On the acting front, he remains as busy as ever. Performers like Barry — those who are equally at home in a Best Picture-winning masterpiece as they are in “Critters 2” — will never struggle for parts. He has a brief role in the just-released “Killers of the Flower Moon” and will no doubt show up here and there on streaming service shows.
Fans of the Taylor Sheridan universe will recognize Barry from his recurring role on the Sylvester Stallone-starring “Tulsa King,” and his appearance on “Yellowstone,” during which Taylor Sheridan gave Barry one simple directive: Show up for what you want to show up in. Barry also performs in theaters as a one-man show. While he’ll normally kick off the show with the famous “All the world’s a stage” monologue from Shakespeare’s “As You Like It,” — of which we received a private showing — he fills the remaining hour with stories, observations, and a Q&A. As previously mentioned, few are as gifted with a microphone in their hand.
It’s lunch at the Four Sixes, and Barry’s keeping a cool towel around his neck. I’m sure he’s thinking he’d left all the real work to the kids after his odometer hit 70, but what he did today was a major accomplishment. He worked a herd at 83.
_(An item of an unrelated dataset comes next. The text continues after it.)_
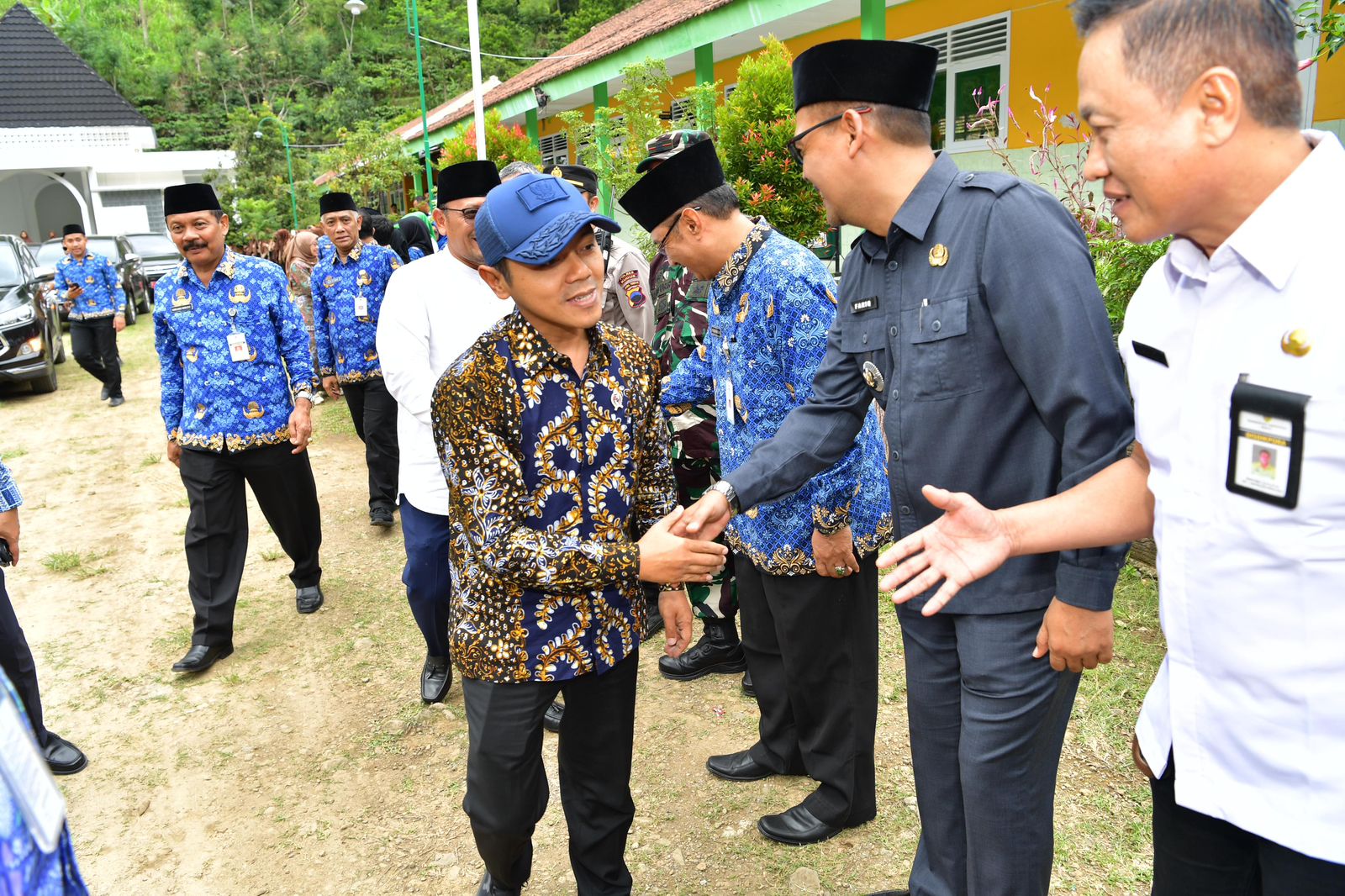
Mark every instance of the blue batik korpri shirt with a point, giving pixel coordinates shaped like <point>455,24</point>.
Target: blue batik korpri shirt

The younger ranch workers had already finished their grub, and Barry, Joe Leathers, and the magazine’s photographer, Crystal Wise, are the only other people at the table. We get lucky, and the conversation manages to lead to another classic Barry story. This time about Barbara Stanwyck.
“[Barbara] was sitting in one makeup chair, and I was sitting in the one next to her. She says, with no preamble or anything else, ‘I counted 14 hookers on the Hollywood Boulevard on the way to work this morning. Something should be done about that.’ And I said, ‘I’ll try to do something about it.’ That’s the only words we ever exchanged.”
Once Barry finishes his dessert, Joe leans back in his chair and calls out, “All right, boys, line up.” And the 15 cowboys and one cowgirl enter the dining room and make an orderly line adjacent to the table. They’re all here to get an autograph from Barry.
Barry keeps some photos and markers within reach for such occasions.
As each tells Barry his or her name, every ranch worker, still in their spurs, looks just about as plum pleased and starstruck as one could be. And when the youngest looking one of the bunch approaches Barry, he has a small request: “Can you sign it ‘Uncle Bob’ for me?”
And to think I wasn’t sure if these guys knew.